Love never fails. If there are prophecies, they will cease. If there are tongues, they will stop. If there is knowledge, it will cease. For we know in part and we prophesy in part, but when the perfect comes, the “in part” will cease (1 Cor 13:8-10, my translation)

Clearly, the time will come when certain gifts, like speaking in tongues, will cease. But when is that time? According to Paul, it is the time when the “in part” dimension of human existence comes to an end. He makes it clear exactly when this will happen in verse 12: “Now we see through a mirror in a riddle, then we will see face to face. Now we know in part, then we will know fully even as we have been fully known” (1 Cor 13:12, my translation). When will we see God face to face? When will we know him even as we have been fully known by him? When we stand in his presence. When Christ returns, and the “perfect” age begins. Then we will share direct, intimate fellowship with God forever. There will be no need for prophecy or tongues. Even our knowledge, impartial as it is, will pass away.

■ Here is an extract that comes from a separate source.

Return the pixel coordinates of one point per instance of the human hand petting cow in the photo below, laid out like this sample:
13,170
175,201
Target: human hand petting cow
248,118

But, until that time, we need all the help we can get from the Spirit. We need every single bit of grace the Spirit offers. All spiritual gifts can function today if the Spirit chooses to use them. I want to be open to all the gifts God would give, even those I’m not especially interested in experiencing. And I want my church to be open as well. I’ll trust God with the outcome.
If the “do not forbid speaking in tongues” part of 1 Corinthians 14 makes Presbyterians uncomfortable, the closing phrase gives us exuberant joy: “Let all things be done decently and in order” (1 Cor 14:40). Oh, how we love this verse! I’ve heard this verse quoted in Presbyterian gatherings more than any other verse of Scripture, by far. Unfortunately, we rarely read it in context. “All things” in this passage means “all spiritual gifts.” The phrase does not refer to committee meetings, but to manifestations of the Spirit’s power. Paul says: “Let prophesying happen. Let healing happen. Let teaching happen. Let speaking in tongues happen. Let all these things and more be done, but decently and in order.”